Luvara hat an mehreren exotischen Destinationen gearbeitet, darunter im Burj Al Arab Jumeirah in Dubai und im Intercontinental Hong Kong (jetzt das Regent Hong Kong), und diese Küchen haben seinen Gaumen beeinflusst. Er sagt: «Ich habe unglaublich viel über die verschiedensten Gewürze, Würzmittel, Marinaden und Garmethoden gelernt. In Hongkong hatte ich ein mit zwei Michelin-Sternen ausgezeichnetes kantonesisches Restaurant, welches das beste Spanferkel und die beste Peking-Ente der Stadt servierte – Gerichte, die vielleicht einfach aussehen, aber wenn man die Komplexität der Garmethode und die Technik sieht, die nötig ist, um diese Ergebnisse zu erzielen, wird einem klar, dass diese Art von Einfachheit nicht für jeden erreichbar ist.»
Seinen aktuellen Kochstil umschreibt Luvara wie folgt: «In meiner Küche zeige ich gern Einfachheit – Kreationen, die einfach aussehen, aber in Wirklichkeit viel Können und Sorgfalt in Bezug auf Technik und Geschmackskombinationen verlangen. Ich mag es, ein Produkt auf verschiedene Arten zu präsentieren, vor allem Gemüse. Wir haben zum Beispiel Wolfsbarsch mit Artischocken auf unserem Menü. Die Artischocken werden à la barigoule und als Püree gekocht, roh geschabt, in Chips-Form getrocknet und auch in der Sauce verwendet.»
Was also ist seine Vision für die Menüs im Badrutt’s Palace in den kommenden Monaten? «Während es bestimmte traditionelle Gerichte gibt, die wir niemals von den Karten nehmen dürfen, da sie zum kulinarischen Erbe des Palace gehören, brauchte die Speisekarte einen zeitgemässen Touch. Also habe ich, verteilt über alle Restaurants des Hotels, 30 neue Gerichte hinzugefügt, zum Beispiel Fine-Dining-Optionen für das Le Restaurant, Sandwiches und Comfort Food im Le Grand Hall sowie gesunde Salate und vegane Optionen in La Diala.» Auch habe er an neuen Kreationen für die Frühjahrs- und Sommermenüs gearbeitet, lässt er uns wissen.
Der neue Restaurant-Lieferservice ist Luvaras Antwort auf die Coronavirus-Pandemie. «Da wir während der Pandemie keine hotelfremden Gäste empfangen konnten, beschlossen wir, das kulinarische Erlebnis des Palace in die Haushalte zu bringen», erklärt er. «Die Karte bietet eine grosse Auswahl an Gerichten, die auf unseren Speisekarten von Matsuhisa, IGNIV, Le Restaurant und der Chesa Veglia zu finden sind.
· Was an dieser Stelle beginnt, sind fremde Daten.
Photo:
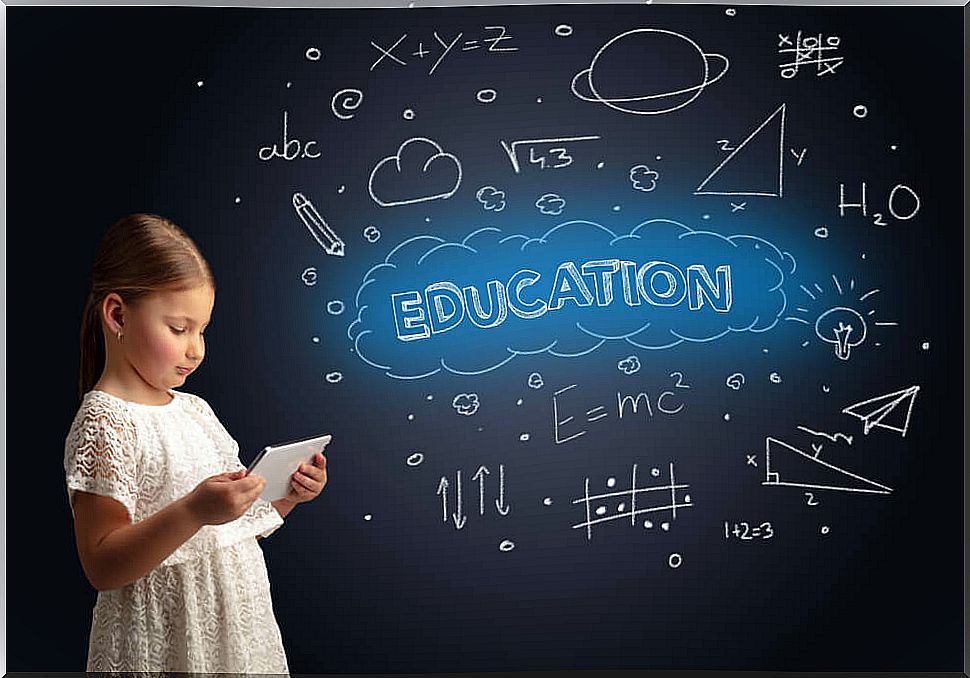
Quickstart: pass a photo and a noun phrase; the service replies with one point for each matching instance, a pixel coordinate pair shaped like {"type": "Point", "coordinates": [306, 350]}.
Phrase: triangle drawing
{"type": "Point", "coordinates": [876, 412]}
{"type": "Point", "coordinates": [812, 472]}
{"type": "Point", "coordinates": [752, 162]}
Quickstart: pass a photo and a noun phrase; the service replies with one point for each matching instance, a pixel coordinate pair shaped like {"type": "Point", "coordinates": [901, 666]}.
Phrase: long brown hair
{"type": "Point", "coordinates": [138, 255]}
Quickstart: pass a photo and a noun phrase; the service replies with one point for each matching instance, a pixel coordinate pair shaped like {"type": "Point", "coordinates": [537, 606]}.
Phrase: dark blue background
{"type": "Point", "coordinates": [105, 118]}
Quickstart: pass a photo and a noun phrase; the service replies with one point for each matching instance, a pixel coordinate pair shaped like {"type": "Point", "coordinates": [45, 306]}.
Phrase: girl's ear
{"type": "Point", "coordinates": [113, 313]}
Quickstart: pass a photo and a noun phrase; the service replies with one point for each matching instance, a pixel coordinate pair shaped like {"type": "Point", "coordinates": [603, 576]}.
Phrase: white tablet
{"type": "Point", "coordinates": [277, 463]}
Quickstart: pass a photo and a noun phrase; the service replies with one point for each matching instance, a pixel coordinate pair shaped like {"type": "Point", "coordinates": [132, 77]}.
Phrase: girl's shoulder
{"type": "Point", "coordinates": [99, 415]}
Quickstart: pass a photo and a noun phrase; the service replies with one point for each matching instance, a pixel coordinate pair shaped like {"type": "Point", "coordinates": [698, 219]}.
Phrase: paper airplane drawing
{"type": "Point", "coordinates": [812, 472]}
{"type": "Point", "coordinates": [876, 411]}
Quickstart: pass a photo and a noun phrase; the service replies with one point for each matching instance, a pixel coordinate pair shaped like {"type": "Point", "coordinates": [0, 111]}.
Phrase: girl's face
{"type": "Point", "coordinates": [163, 339]}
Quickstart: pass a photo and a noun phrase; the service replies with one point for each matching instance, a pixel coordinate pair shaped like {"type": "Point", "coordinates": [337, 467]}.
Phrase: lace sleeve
{"type": "Point", "coordinates": [99, 456]}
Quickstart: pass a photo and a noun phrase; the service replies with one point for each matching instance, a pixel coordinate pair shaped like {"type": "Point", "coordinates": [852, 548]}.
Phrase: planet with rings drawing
{"type": "Point", "coordinates": [648, 71]}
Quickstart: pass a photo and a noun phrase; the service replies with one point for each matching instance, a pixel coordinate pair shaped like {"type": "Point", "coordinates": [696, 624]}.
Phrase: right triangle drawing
{"type": "Point", "coordinates": [755, 166]}
{"type": "Point", "coordinates": [811, 472]}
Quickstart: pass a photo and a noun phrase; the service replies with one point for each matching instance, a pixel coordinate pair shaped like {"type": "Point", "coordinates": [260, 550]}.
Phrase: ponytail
{"type": "Point", "coordinates": [92, 345]}
{"type": "Point", "coordinates": [138, 255]}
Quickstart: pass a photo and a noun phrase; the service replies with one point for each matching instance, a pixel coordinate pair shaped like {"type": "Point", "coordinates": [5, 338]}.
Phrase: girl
{"type": "Point", "coordinates": [165, 517]}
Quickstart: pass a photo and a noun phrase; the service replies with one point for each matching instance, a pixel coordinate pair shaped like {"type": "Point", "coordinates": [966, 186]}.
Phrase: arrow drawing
{"type": "Point", "coordinates": [443, 491]}
{"type": "Point", "coordinates": [458, 517]}
{"type": "Point", "coordinates": [480, 477]}
{"type": "Point", "coordinates": [500, 502]}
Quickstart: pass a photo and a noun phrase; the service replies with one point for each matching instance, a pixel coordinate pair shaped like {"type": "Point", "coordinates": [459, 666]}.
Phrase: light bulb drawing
{"type": "Point", "coordinates": [840, 325]}
{"type": "Point", "coordinates": [843, 327]}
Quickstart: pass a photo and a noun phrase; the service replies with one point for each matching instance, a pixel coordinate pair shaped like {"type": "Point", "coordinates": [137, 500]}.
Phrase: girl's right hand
{"type": "Point", "coordinates": [221, 498]}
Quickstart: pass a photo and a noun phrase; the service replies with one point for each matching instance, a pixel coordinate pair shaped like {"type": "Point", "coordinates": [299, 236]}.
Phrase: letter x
{"type": "Point", "coordinates": [387, 52]}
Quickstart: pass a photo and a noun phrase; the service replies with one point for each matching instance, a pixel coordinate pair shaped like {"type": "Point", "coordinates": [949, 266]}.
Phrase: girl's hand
{"type": "Point", "coordinates": [308, 480]}
{"type": "Point", "coordinates": [221, 498]}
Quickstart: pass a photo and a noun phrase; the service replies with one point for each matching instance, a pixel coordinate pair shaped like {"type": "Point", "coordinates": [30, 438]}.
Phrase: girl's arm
{"type": "Point", "coordinates": [115, 552]}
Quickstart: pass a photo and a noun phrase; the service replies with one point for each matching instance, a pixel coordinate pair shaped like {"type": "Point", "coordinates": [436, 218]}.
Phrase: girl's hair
{"type": "Point", "coordinates": [138, 255]}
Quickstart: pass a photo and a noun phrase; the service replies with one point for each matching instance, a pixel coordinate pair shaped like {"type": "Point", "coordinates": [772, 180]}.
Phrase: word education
{"type": "Point", "coordinates": [444, 305]}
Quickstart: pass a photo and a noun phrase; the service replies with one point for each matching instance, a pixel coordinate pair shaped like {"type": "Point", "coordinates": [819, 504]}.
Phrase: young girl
{"type": "Point", "coordinates": [165, 517]}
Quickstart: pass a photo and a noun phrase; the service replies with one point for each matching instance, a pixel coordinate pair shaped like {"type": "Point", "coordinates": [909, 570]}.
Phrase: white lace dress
{"type": "Point", "coordinates": [207, 607]}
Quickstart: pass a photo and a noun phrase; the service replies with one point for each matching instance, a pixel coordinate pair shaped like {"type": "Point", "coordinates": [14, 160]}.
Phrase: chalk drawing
{"type": "Point", "coordinates": [778, 187]}
{"type": "Point", "coordinates": [642, 49]}
{"type": "Point", "coordinates": [391, 167]}
{"type": "Point", "coordinates": [875, 411]}
{"type": "Point", "coordinates": [668, 490]}
{"type": "Point", "coordinates": [319, 229]}
{"type": "Point", "coordinates": [842, 480]}
{"type": "Point", "coordinates": [555, 157]}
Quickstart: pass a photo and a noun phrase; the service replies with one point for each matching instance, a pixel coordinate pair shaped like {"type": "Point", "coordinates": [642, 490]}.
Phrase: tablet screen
{"type": "Point", "coordinates": [277, 463]}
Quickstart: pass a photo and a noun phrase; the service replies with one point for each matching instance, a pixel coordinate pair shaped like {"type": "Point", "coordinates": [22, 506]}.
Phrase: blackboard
{"type": "Point", "coordinates": [638, 328]}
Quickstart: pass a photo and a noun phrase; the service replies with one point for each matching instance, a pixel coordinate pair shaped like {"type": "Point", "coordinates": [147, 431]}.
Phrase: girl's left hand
{"type": "Point", "coordinates": [308, 480]}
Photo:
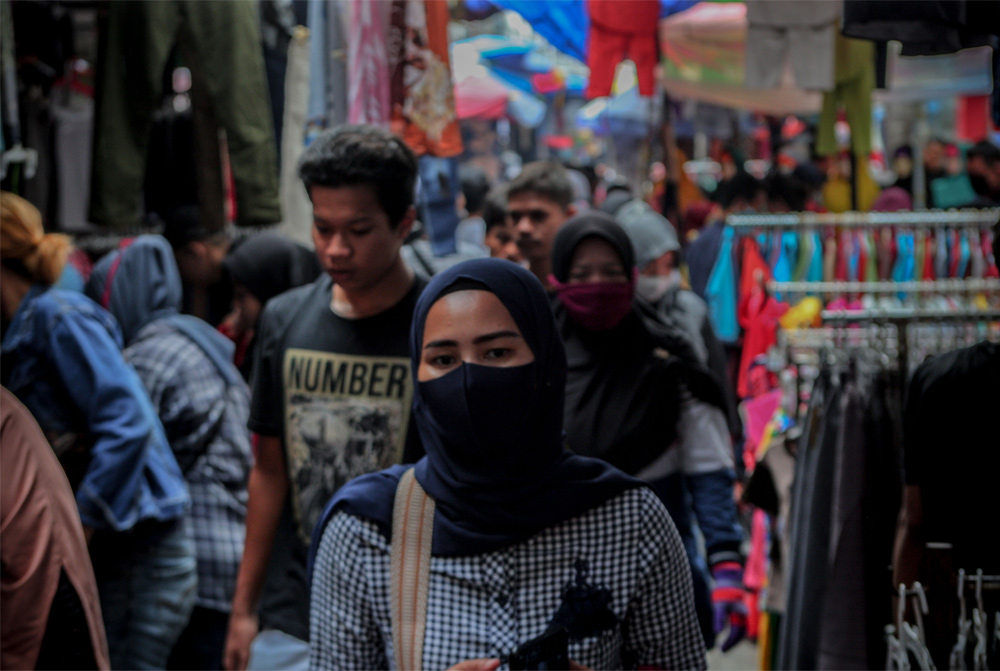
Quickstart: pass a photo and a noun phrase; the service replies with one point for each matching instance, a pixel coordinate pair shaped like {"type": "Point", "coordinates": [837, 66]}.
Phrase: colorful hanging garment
{"type": "Point", "coordinates": [367, 65]}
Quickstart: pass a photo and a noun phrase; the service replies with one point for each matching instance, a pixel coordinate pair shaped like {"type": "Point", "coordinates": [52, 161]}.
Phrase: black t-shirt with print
{"type": "Point", "coordinates": [338, 393]}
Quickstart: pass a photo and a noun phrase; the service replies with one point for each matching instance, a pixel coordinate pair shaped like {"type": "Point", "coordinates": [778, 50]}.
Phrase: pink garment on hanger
{"type": "Point", "coordinates": [367, 65]}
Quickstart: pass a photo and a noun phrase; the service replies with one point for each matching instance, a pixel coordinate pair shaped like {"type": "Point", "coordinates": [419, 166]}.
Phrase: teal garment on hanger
{"type": "Point", "coordinates": [905, 259]}
{"type": "Point", "coordinates": [787, 253]}
{"type": "Point", "coordinates": [941, 256]}
{"type": "Point", "coordinates": [804, 257]}
{"type": "Point", "coordinates": [854, 260]}
{"type": "Point", "coordinates": [965, 253]}
{"type": "Point", "coordinates": [720, 292]}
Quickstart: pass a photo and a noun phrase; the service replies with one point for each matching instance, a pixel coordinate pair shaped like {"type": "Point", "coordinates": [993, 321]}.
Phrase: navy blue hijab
{"type": "Point", "coordinates": [488, 499]}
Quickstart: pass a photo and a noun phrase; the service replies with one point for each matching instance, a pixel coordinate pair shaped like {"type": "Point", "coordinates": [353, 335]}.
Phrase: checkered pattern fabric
{"type": "Point", "coordinates": [195, 406]}
{"type": "Point", "coordinates": [486, 605]}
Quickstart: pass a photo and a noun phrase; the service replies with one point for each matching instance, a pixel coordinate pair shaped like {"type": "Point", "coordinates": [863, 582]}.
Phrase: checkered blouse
{"type": "Point", "coordinates": [486, 605]}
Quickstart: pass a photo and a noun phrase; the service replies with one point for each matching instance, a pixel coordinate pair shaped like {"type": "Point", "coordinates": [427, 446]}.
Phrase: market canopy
{"type": "Point", "coordinates": [704, 59]}
{"type": "Point", "coordinates": [480, 93]}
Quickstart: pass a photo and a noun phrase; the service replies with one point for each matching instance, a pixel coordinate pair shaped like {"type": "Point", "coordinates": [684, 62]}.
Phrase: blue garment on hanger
{"type": "Point", "coordinates": [720, 293]}
{"type": "Point", "coordinates": [854, 260]}
{"type": "Point", "coordinates": [965, 254]}
{"type": "Point", "coordinates": [905, 260]}
{"type": "Point", "coordinates": [787, 254]}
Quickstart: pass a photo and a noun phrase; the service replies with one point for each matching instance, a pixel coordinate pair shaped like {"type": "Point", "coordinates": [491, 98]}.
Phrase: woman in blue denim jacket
{"type": "Point", "coordinates": [62, 358]}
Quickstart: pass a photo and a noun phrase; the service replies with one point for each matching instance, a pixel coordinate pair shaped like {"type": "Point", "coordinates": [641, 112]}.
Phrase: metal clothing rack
{"type": "Point", "coordinates": [967, 218]}
{"type": "Point", "coordinates": [901, 317]}
{"type": "Point", "coordinates": [949, 286]}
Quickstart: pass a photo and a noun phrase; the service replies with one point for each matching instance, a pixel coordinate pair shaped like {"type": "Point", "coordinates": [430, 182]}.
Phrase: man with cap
{"type": "Point", "coordinates": [657, 251]}
{"type": "Point", "coordinates": [703, 493]}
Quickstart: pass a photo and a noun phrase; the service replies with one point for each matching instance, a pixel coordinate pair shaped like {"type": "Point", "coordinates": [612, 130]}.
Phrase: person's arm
{"type": "Point", "coordinates": [661, 624]}
{"type": "Point", "coordinates": [268, 488]}
{"type": "Point", "coordinates": [120, 419]}
{"type": "Point", "coordinates": [343, 631]}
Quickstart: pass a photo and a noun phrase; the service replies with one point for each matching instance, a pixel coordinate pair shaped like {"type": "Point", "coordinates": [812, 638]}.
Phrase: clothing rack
{"type": "Point", "coordinates": [950, 286]}
{"type": "Point", "coordinates": [967, 218]}
{"type": "Point", "coordinates": [900, 317]}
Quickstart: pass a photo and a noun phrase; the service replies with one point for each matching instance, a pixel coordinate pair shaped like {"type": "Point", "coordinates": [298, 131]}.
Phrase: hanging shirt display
{"type": "Point", "coordinates": [367, 69]}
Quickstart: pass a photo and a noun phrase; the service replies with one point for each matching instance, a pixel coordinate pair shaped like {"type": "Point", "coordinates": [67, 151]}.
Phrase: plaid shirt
{"type": "Point", "coordinates": [486, 605]}
{"type": "Point", "coordinates": [195, 407]}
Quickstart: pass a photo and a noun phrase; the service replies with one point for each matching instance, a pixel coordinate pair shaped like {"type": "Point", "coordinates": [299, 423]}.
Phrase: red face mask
{"type": "Point", "coordinates": [596, 306]}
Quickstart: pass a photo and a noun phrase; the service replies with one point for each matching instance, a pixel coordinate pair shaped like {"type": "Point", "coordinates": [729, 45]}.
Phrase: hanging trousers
{"type": "Point", "coordinates": [220, 42]}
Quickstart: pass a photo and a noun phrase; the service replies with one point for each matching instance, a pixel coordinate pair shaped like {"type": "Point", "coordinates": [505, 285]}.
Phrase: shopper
{"type": "Point", "coordinates": [260, 268]}
{"type": "Point", "coordinates": [632, 401]}
{"type": "Point", "coordinates": [499, 233]}
{"type": "Point", "coordinates": [62, 359]}
{"type": "Point", "coordinates": [50, 614]}
{"type": "Point", "coordinates": [331, 391]}
{"type": "Point", "coordinates": [203, 403]}
{"type": "Point", "coordinates": [526, 536]}
{"type": "Point", "coordinates": [539, 201]}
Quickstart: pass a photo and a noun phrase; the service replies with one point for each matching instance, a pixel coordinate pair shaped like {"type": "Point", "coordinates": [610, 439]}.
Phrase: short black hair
{"type": "Point", "coordinates": [787, 189]}
{"type": "Point", "coordinates": [495, 207]}
{"type": "Point", "coordinates": [989, 152]}
{"type": "Point", "coordinates": [360, 155]}
{"type": "Point", "coordinates": [475, 186]}
{"type": "Point", "coordinates": [546, 179]}
{"type": "Point", "coordinates": [742, 186]}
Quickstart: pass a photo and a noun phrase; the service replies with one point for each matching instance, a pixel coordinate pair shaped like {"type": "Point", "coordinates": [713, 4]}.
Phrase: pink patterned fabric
{"type": "Point", "coordinates": [367, 65]}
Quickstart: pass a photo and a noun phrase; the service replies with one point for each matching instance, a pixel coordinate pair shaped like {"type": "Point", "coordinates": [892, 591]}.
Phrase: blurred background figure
{"type": "Point", "coordinates": [50, 614]}
{"type": "Point", "coordinates": [261, 267]}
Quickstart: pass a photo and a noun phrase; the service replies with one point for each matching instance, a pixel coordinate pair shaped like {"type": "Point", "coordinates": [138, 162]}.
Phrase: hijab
{"type": "Point", "coordinates": [624, 385]}
{"type": "Point", "coordinates": [490, 494]}
{"type": "Point", "coordinates": [139, 283]}
{"type": "Point", "coordinates": [268, 264]}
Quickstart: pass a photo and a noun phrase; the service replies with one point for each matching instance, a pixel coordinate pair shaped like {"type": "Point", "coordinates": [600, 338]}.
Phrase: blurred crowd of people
{"type": "Point", "coordinates": [204, 434]}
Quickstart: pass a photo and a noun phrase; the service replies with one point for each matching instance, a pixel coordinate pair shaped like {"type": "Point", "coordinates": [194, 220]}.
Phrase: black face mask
{"type": "Point", "coordinates": [980, 185]}
{"type": "Point", "coordinates": [490, 416]}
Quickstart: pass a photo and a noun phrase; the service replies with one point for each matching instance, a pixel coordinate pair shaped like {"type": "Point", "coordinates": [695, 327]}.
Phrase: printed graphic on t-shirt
{"type": "Point", "coordinates": [345, 416]}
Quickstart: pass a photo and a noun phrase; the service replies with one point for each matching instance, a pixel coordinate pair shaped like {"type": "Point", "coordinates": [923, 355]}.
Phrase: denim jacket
{"type": "Point", "coordinates": [62, 358]}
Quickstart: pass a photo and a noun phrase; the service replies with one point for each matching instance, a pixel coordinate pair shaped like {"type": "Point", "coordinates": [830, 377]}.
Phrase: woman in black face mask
{"type": "Point", "coordinates": [636, 399]}
{"type": "Point", "coordinates": [527, 539]}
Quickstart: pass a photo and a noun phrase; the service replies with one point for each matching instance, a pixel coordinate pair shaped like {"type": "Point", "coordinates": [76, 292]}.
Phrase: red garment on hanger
{"type": "Point", "coordinates": [621, 29]}
{"type": "Point", "coordinates": [757, 313]}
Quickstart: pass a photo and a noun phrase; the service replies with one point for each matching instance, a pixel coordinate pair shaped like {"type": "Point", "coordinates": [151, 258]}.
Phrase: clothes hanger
{"type": "Point", "coordinates": [979, 626]}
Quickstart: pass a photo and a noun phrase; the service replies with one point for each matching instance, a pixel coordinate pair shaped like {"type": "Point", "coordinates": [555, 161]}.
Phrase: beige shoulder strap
{"type": "Point", "coordinates": [412, 528]}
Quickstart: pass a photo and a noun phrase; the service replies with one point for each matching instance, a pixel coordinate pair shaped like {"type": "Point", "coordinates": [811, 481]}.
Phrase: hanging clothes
{"type": "Point", "coordinates": [720, 292]}
{"type": "Point", "coordinates": [221, 43]}
{"type": "Point", "coordinates": [791, 33]}
{"type": "Point", "coordinates": [421, 91]}
{"type": "Point", "coordinates": [926, 28]}
{"type": "Point", "coordinates": [328, 94]}
{"type": "Point", "coordinates": [855, 80]}
{"type": "Point", "coordinates": [621, 29]}
{"type": "Point", "coordinates": [367, 65]}
{"type": "Point", "coordinates": [844, 504]}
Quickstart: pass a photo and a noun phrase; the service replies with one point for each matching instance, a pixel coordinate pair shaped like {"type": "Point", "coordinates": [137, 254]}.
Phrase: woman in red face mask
{"type": "Point", "coordinates": [636, 398]}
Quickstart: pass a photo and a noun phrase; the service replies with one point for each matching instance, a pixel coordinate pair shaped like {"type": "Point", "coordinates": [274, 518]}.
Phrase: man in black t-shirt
{"type": "Point", "coordinates": [331, 386]}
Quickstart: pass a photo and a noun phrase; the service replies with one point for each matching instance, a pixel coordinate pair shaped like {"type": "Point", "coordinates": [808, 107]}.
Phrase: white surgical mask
{"type": "Point", "coordinates": [653, 288]}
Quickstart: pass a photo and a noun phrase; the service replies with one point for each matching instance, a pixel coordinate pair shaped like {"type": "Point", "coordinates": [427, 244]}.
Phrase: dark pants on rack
{"type": "Point", "coordinates": [220, 41]}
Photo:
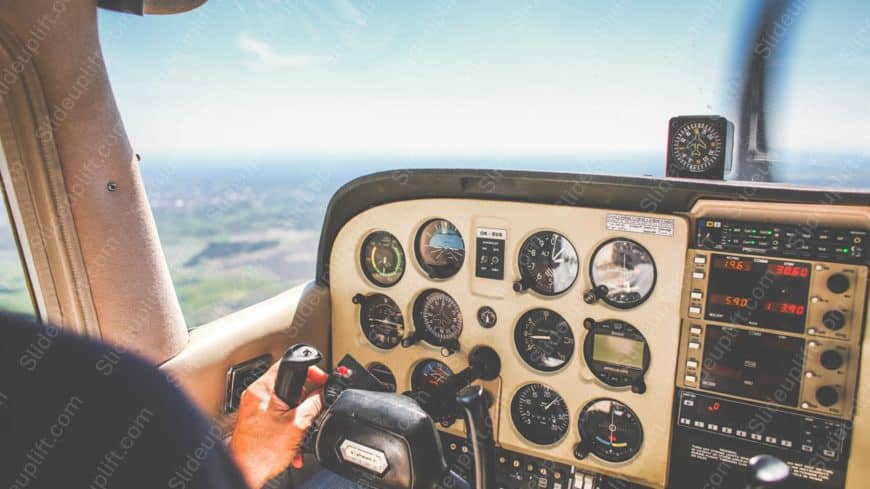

Das Lächeln auf den Gesichtern unserer Kunden, wenn sie das Essen aus dem Palace zu sich nach Hause bestellen können, sagt alles.»
Wenn er nicht gerade ein Feuerwerk in seiner Küche zaubert, geht Luvara gerne mit seiner Familie in einer Pizzeria essen. «Wir sind grosse Pizzaliebhaber. Die Pizza im Caruso in St. Moritz ist sehr gut, perfekt im Holzofen gebacken, mit einem fantastischen Teig und hochwertigen Zutaten. Aber ich muss sagen, dass unsere Pizza in der Chesa Veglia mit Abstand die beste am Ort ist», fügt er augenzwinkernd hinzu, während er sich seine weisse Kochjacke und Mütze anzieht, bereit für den Abenddienst.